Мы с сестрой были единственными, кто не плакал в тот день. Связь Марьи с отцом была натянутой, словно старая, потрескавшаяся карта, которую страшно развернуть, боясь порвать окончательно. В детстве он осыпал ее колкостями и пренебрежением, а в последние годы она просто не знала, как пробить стену молчания, отчуждения, выросшую между ними.
Я же чувствовала лишь зияющую пустоту. Не тоску, не грусть — лишь равнодушное безмолвие внутри. Смотрела на опускаемый в землю гроб и не могла осознать, что это конец для него. Отец не успел даже постареть, как все оборвалось, оставив после себя лишь неразрешенные вопросы и недосказанные слова, словно оборванную строку, которая никогда не будет дописана. И эта оборванность, эта бессмысленность всего происходящего, обжигала сильнее любой боли. В груди таилась жалость: к отцу и к этому месту.
Похороны прошли спокойно. Мой приезд в Либерт был встречен сдержанным одобрением. Нам выражали соболезнования, но в глазах читалось и беспокойство о будущем, о грядущих переменах.

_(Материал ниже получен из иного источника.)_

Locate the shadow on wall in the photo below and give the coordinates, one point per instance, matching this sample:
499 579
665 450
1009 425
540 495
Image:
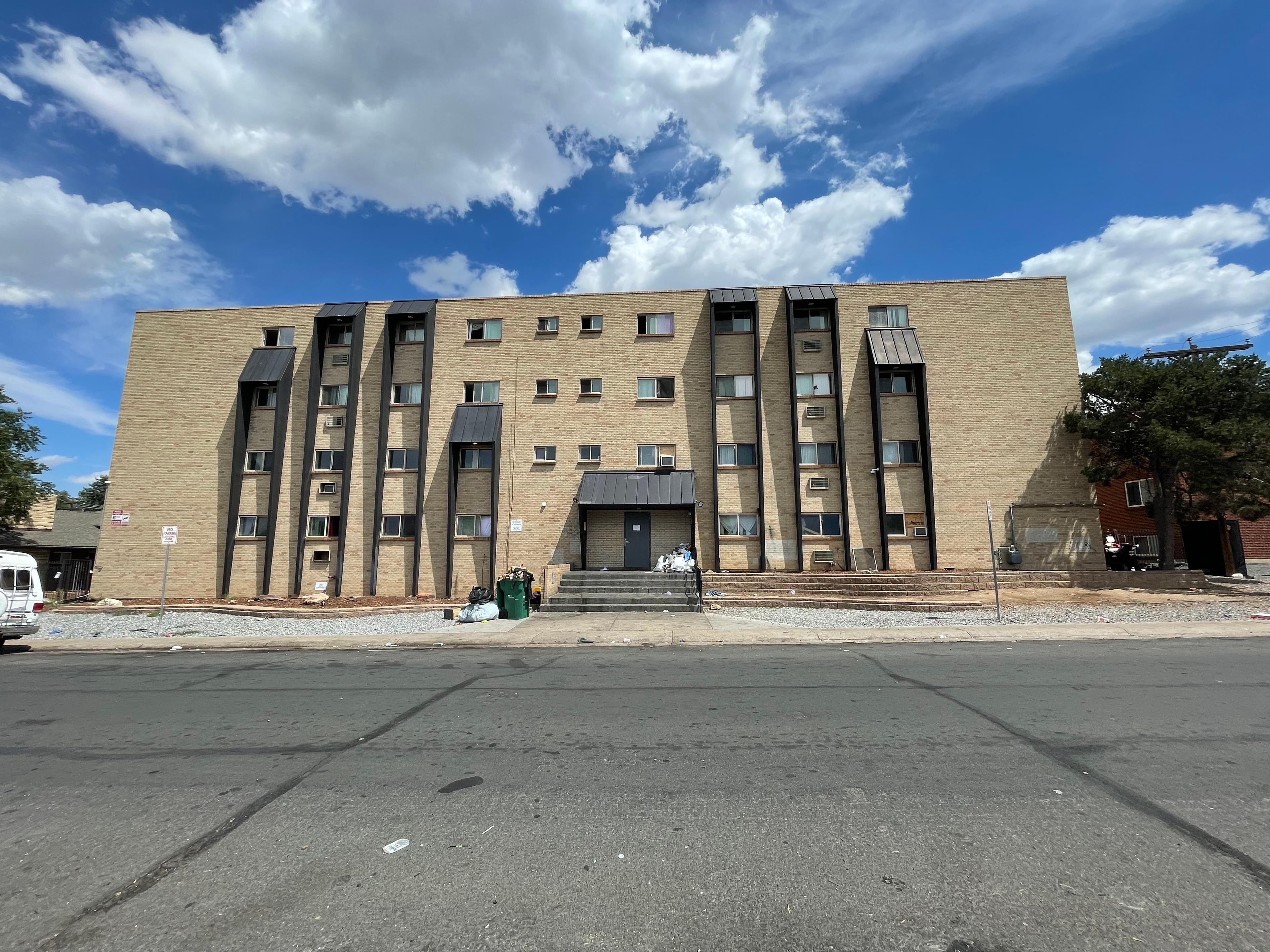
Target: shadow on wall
1056 524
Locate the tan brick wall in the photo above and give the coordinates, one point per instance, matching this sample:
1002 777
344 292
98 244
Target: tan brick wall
1001 365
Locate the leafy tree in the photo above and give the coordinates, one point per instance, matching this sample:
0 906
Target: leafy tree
93 496
1199 424
20 484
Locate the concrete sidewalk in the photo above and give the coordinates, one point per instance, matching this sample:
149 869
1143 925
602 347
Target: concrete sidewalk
625 630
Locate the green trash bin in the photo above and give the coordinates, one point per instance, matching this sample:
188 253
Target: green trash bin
514 598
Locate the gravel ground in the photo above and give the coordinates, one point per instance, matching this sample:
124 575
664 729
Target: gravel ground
1023 615
214 624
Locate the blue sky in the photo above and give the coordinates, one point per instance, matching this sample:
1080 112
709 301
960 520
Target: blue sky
282 151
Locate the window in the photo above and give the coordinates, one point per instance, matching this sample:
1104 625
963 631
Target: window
816 319
822 525
817 454
399 526
656 389
737 455
253 526
334 395
482 393
813 384
280 337
738 525
16 579
411 333
888 317
656 455
323 526
735 386
403 460
472 526
258 461
1138 493
329 460
656 325
486 331
477 459
902 452
896 382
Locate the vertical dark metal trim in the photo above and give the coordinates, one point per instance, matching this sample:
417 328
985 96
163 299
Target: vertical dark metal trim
798 469
430 327
924 429
493 503
842 436
759 447
451 512
281 414
307 465
875 409
346 484
714 436
390 331
238 459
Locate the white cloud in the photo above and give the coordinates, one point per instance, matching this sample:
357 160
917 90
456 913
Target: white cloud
456 277
1145 281
12 91
46 395
87 479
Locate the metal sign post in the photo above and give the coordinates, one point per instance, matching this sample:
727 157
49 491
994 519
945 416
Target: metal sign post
992 555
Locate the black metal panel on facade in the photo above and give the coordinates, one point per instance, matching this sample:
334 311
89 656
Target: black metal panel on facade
398 314
618 489
266 366
355 314
473 424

Мы решили выкроить день тишины. За этой суетой сочувствующих, которых принято было считать приближенными Комиссарова, хотелось перевести дух и трезво оценить, что ждет Либерт после смерти его смотрителя. Марья поделилась, что отец, будучи справедливым человеком, предоставил своим дочерям самим определить, какую часть наследства взять. Я, как сотрудник милиции, знала все юридические тонкости и могла попросить ее показать документы, подписанные отцом, но не стала этого делать, объяснив себе тем, что она моя сестра и я ей верю. Мне не было дела ни до бывшего семейного дома, ни до власти над Либертом. У меня и без того было много проблем. А Маша, которая осталась рядом с родителями и помогала им за нас обеих, заслуживала это наследство гораздо больше меня. Я это понимала и морально готовилась подписать документы об отказе от своей доли. Считала, что свой долг уже выполнила: приехала, проводила отца в последний путь, помогла Либерту оправиться после потери. Не в моих принципах было уйти в юности из дома, разорвать все связи с семьей, а потом вдруг вернуться и забрать себе большую часть состояния, испортив жизнь Марье.